Long-term drug release via Phys.org
Extended release pills or capsules have three potential benefits over their standard counterparts: (1) sustained blood levels of the drug, (2) fewer side effects, and (3) improved compliance. Sometimes these formulations offer only limited therapeutic advantage and are developed for extension of patents or other financial reasons, but in many cases the advantages are substantial.
The description of novel type of pill design, which was developed by researchers at Massachusetts Institute of Technology and Brigham and Women’s Hospital, was recently published in the journal Advanced Healthcare Materials. The new technology enables an orally-ingested pill to actually adhere to the mucus membrane lining of the gastrointestinal tract (GIT) enabling the slow release of medication. One side of the pill faces the lumen of the GIT, which enables it to repel food and liquids by allowing it to withstand mechanical shearing forces.

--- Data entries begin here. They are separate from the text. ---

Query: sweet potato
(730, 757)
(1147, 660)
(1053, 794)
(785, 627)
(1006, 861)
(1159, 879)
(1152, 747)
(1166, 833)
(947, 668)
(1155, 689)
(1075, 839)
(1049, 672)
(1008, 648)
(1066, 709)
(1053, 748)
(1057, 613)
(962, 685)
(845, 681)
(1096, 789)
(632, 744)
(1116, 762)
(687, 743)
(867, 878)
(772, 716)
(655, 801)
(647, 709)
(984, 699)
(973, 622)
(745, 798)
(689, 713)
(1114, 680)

“This could be adapted to many drugs. Any drug that is dosed frequently could be amenable to this kind system,” according to one of the senior authors of the paper, Giovanni Traverso, a research affiliate at MIT’s Koch Institute for Integrative Research, and a gastroenterologist at Brigham and Women’s Hospital.
Drug delivery systems that are capable of attaching to the lining of the GIT are referred to as “mucoadhesives,” which have the advantages of increasing plasma concentrations of the drug, and also providing better therapeutic activity. The concept has been around since the early 1980’s and has gained considerable interest in pharmacological technology. Mucoadhesive drug delivery formulations have also been developed for oral, buccal (inside the cheek), nasal, rectal and vaginal routes for systemic and local effects.
Mucoadhesive drugs provide the following advantages over other forms of controlled release by “virtue of prolongation of residence time of drug in gastrointestinal tract.”
- Targeting and localization of the drug at a specific site
- Intimate contact between the drug and absorptive mucosal lining of GIT – enables increased drug delivery
Scientists used tissue from the intestinal lining from pigs to test three different versions of their tablet: a mucoadhesive tablet, a dual-sided omniphobic tablet (repels everything it encounters), and what they call a “Janus” (two-faced Roman god) device that has one mucoadhesive and one omniphobic side. Only the Janus prototype was able to stay attached to the epithelial lining of the GIT and withstand the tumultuous environment.
“There are certain medications that are known to get stuck, particularly in the esophagus. It causes this massive amount of inflammation because it gets stuck and it causes irritation,” states Dr. Traverso. “Texturing the surfaces really opens up a new way of thinking about controlling and tuning how these drug formulations travel.”
Not only would multiple-day dosing be eliminated but this technology could allow for multi-drug delivery, which would greatly simplify drug regimens. Additionally, this delivery system would be able to bypass the liver, where most drugs are metabolized prior to their systemic distribution hence reducing the amount of medication delivered (bioavailability) – which means less of the drug needs to be used. Because the epithelial lining of the GIT is superabsorptive, less time is needed to effect a response to a medication. It goes without saying that this research has tremendous clinical applications.